Ok, so today is the day and I must admit I am a little nervous to see how this is going to go. I'm going to try to keep this as simple as possible and with as many pictures to illustrate what I am doing!
Choose a spot that gets the required amount of sunlight for your plant to thrive. In this case, "Strike it Rich" roses need 8 hours of sun.
Dig a hole 15-18 inches wide and 15-18 inches deep.
Mix together peat moss (or compost) and dirt in the hole and then create an upside-down "cone" of dirt for the roots to rest on. This seems easier than it sounds. I essentially built a dirt pyramid and kept patting the dirt into place loosely because all my dirt kept just filling in the hole!
Prior to putting your rose bush in the hole trim the canes(the branches)about 6 to 8inches from the main junction of the rose (where all the branches are sprouting from). You want to try and cut it close to a newly sprouting branch (as seen in the picture as the light green/yellow offshoot) using your shears. I used a ruler to get an estimation of the length and then looked at the branch itself. If there was a new little branch somewhere near that length I cut it at that point. Try and make these cuts right above an outward facing bud - that is, a bud that's on the outside of the rose bush. This directs the bud to grow up and out, leaving the center of the rose bush open for a prettier shape and better air circulation.
At this point you also want to trim the roots very slightly if there are any broken ones or if one is freakishly longer than the others (conformity only, dammit!). All in all you should NOT be giving the roots a military cut.

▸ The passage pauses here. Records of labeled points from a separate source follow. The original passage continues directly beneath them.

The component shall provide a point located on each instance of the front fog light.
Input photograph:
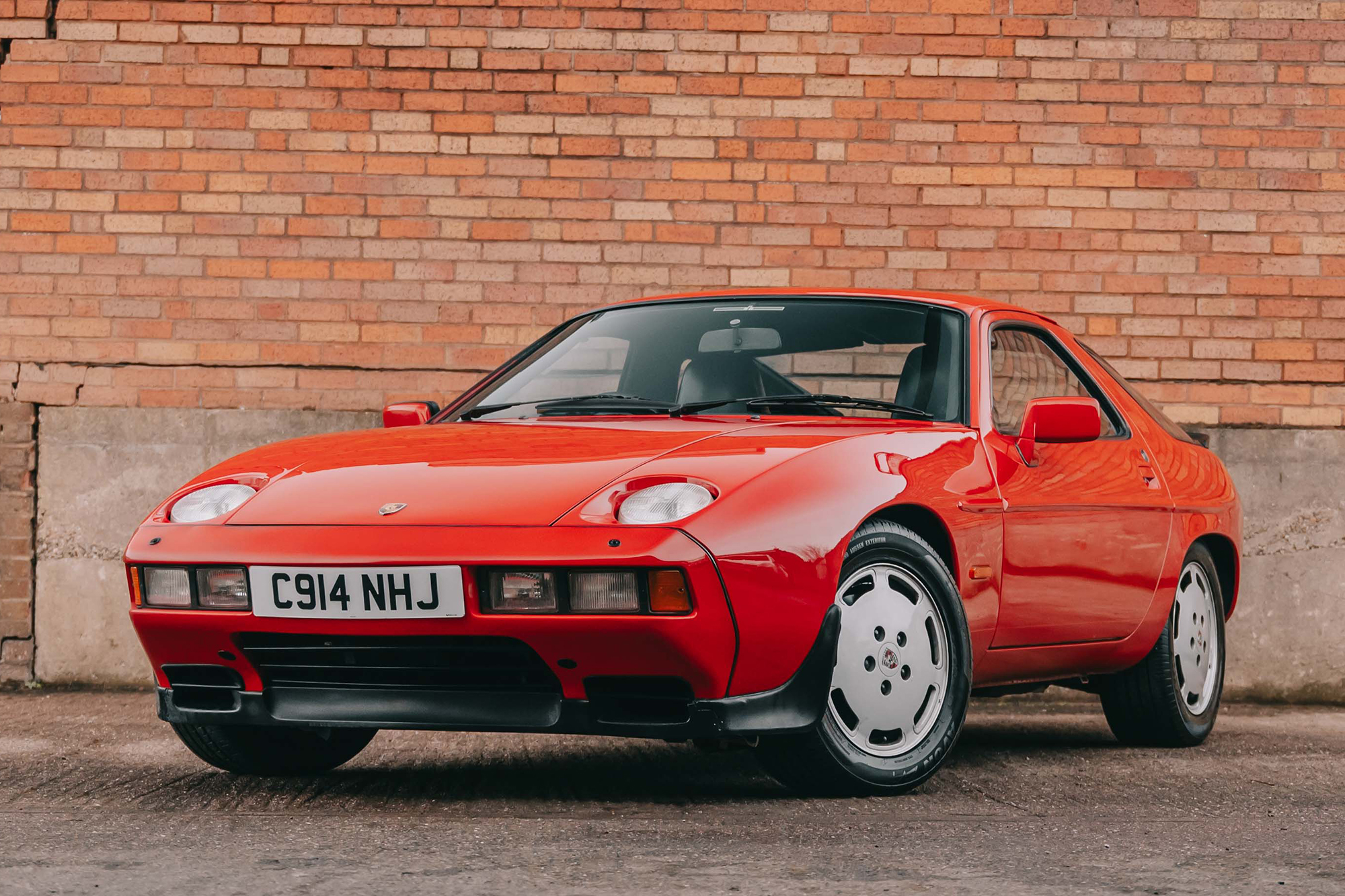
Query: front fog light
(605, 592)
(521, 592)
(223, 588)
(166, 587)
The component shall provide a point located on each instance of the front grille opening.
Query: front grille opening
(396, 662)
(646, 700)
(205, 686)
(202, 676)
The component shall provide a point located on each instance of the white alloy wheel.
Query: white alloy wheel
(1195, 638)
(892, 661)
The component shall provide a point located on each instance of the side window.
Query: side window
(1024, 366)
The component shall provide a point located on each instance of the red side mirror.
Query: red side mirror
(1058, 420)
(410, 413)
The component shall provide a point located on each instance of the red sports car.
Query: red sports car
(814, 522)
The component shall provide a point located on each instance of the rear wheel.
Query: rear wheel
(267, 749)
(903, 674)
(1171, 697)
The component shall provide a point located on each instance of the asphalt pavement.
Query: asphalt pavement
(99, 797)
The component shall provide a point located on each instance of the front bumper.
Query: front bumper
(796, 705)
(575, 653)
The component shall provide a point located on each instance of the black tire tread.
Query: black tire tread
(1141, 704)
(248, 749)
(805, 764)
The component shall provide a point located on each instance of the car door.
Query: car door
(1087, 524)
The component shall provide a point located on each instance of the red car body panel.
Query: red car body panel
(697, 647)
(1066, 569)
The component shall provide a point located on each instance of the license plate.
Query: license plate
(358, 592)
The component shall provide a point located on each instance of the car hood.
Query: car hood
(517, 473)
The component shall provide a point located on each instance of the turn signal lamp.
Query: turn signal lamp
(669, 592)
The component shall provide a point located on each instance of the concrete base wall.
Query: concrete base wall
(1285, 637)
(100, 470)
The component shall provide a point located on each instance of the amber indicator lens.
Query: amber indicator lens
(605, 592)
(223, 588)
(166, 587)
(669, 592)
(521, 592)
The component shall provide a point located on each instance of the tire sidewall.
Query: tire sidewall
(913, 767)
(1200, 725)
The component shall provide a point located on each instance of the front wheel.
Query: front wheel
(902, 680)
(267, 749)
(1171, 697)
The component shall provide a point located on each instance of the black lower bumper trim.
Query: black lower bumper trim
(796, 705)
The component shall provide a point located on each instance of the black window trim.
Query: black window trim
(463, 403)
(1055, 345)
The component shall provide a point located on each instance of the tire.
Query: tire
(829, 758)
(267, 749)
(1156, 702)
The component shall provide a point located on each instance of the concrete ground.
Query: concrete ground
(98, 795)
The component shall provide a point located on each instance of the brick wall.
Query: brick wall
(17, 512)
(329, 205)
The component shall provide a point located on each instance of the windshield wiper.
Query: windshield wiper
(613, 400)
(802, 399)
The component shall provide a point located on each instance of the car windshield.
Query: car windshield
(727, 356)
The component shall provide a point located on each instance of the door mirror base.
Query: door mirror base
(410, 413)
(1058, 421)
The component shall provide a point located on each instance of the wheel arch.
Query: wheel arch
(1226, 564)
(929, 525)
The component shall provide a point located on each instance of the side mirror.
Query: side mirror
(1058, 420)
(410, 413)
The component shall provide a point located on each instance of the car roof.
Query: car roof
(944, 299)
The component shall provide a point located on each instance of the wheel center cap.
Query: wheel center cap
(890, 661)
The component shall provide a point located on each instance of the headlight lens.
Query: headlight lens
(223, 588)
(210, 502)
(664, 503)
(521, 592)
(167, 587)
(605, 592)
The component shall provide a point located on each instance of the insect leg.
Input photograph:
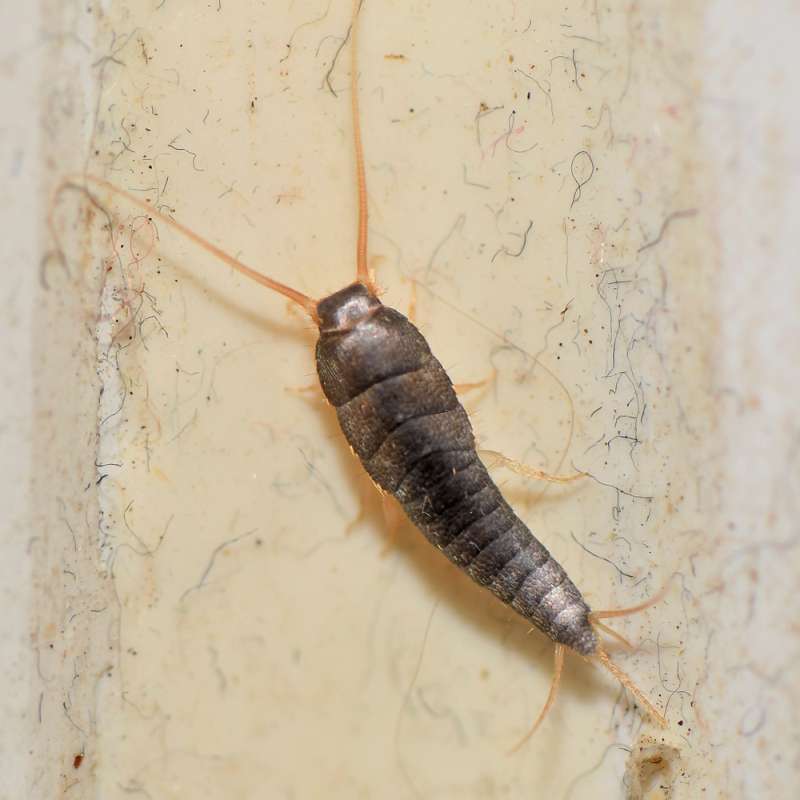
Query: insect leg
(625, 680)
(625, 612)
(77, 183)
(551, 697)
(498, 459)
(393, 516)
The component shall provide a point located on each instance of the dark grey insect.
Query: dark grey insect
(400, 414)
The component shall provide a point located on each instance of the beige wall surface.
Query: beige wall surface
(588, 202)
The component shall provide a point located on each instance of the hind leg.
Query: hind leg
(551, 698)
(498, 459)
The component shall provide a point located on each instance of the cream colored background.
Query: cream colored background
(204, 625)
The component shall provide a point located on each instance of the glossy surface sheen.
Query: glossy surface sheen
(400, 414)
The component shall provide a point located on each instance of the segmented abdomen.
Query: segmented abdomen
(400, 414)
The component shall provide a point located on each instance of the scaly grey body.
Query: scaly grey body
(400, 414)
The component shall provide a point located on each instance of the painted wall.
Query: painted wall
(592, 203)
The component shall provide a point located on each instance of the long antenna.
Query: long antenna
(362, 270)
(308, 304)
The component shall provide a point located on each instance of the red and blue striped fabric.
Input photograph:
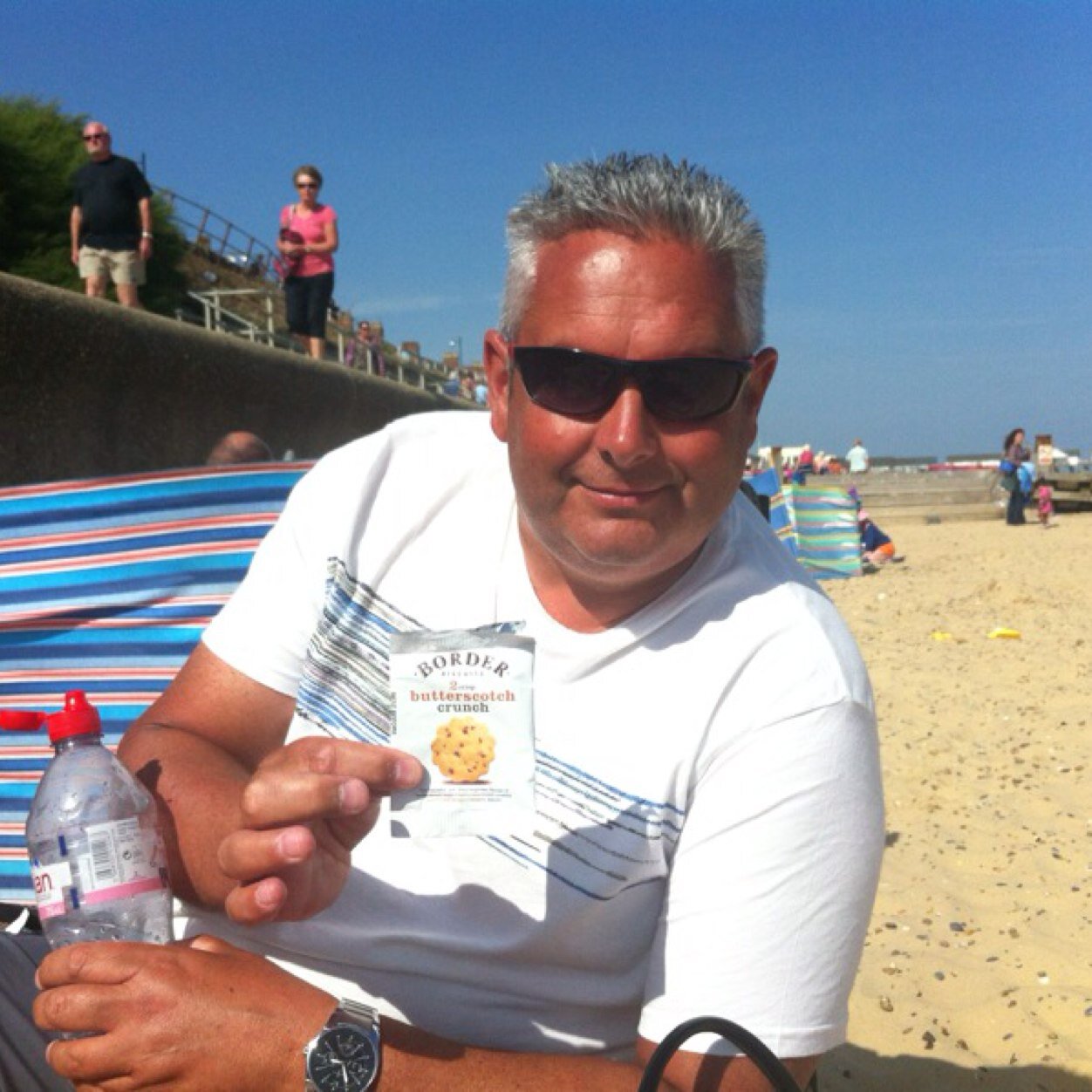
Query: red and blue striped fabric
(105, 586)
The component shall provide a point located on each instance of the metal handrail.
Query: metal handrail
(220, 238)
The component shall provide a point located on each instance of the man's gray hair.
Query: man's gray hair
(644, 196)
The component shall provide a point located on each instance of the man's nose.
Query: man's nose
(627, 432)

Place the roots of your newly trimmed rose bush on top of the cone. Arrange roots to rest around the cone. This is also a good time to notice where your branches are growing or eventually going to grow into (a walking path, the central air unit, the kid's swingset). Granted they can always be trimmed later but now is your chance to prevent some future labor so move your rose bush around, slacker!
If you live where it gets below 20 degrees outside (I do!) you want to make sure that the main junction (where all the branches are sprouting from) of the rose is at least 3 inches below the ground level to ensure it's survival, so you may need to take some of the top off your cone. An easy way to eyeball this is lay your shovel handle across the top of the hole and adjust the rose until the root junction is about 3 inches below the bottom part of the handle. Start to fill in your hole with mixture of dirt and peat moss. While filling it gently tamp the dirt down around the rose on all sides. Now when I say "tamp" I mean push it "gently"...don't pretend like you are trying to push the rose underwater to drown it even if you want to to kill the finicky thing at this point! Stop when you get to about 2 inches before ground level.
Fill the hole with water and allow it to drain down. This eliminates any air pockets and helps the dirt to settle. Once the water has drained down, finish filling the hole.
Mound peat moss or compost around the entire rose bush (basically cover the WHOLE plant. Now this may sound weird but it helps the canes of the bush retain moisture and establish itself. After about 2-3 weeks of regular watering you should start to see new canes shooting up from the peat moss. When this happens you can slowly start to remove the mound of stuff from around the bush allowing time for it to acclimate to the weather (very important, especially in the heat of summer)!
Water! Water! Water! Roses need about an inch of water per week. The best time to water is either in the early morning or the late afternoon. Keep an eye out for any signs of disease or bugs on your plant! If you are unsure of what it is clip a bit of it off and take it to the nearest gardening center for help or advice.
I will update later with pictures as to whether or not the rose grew!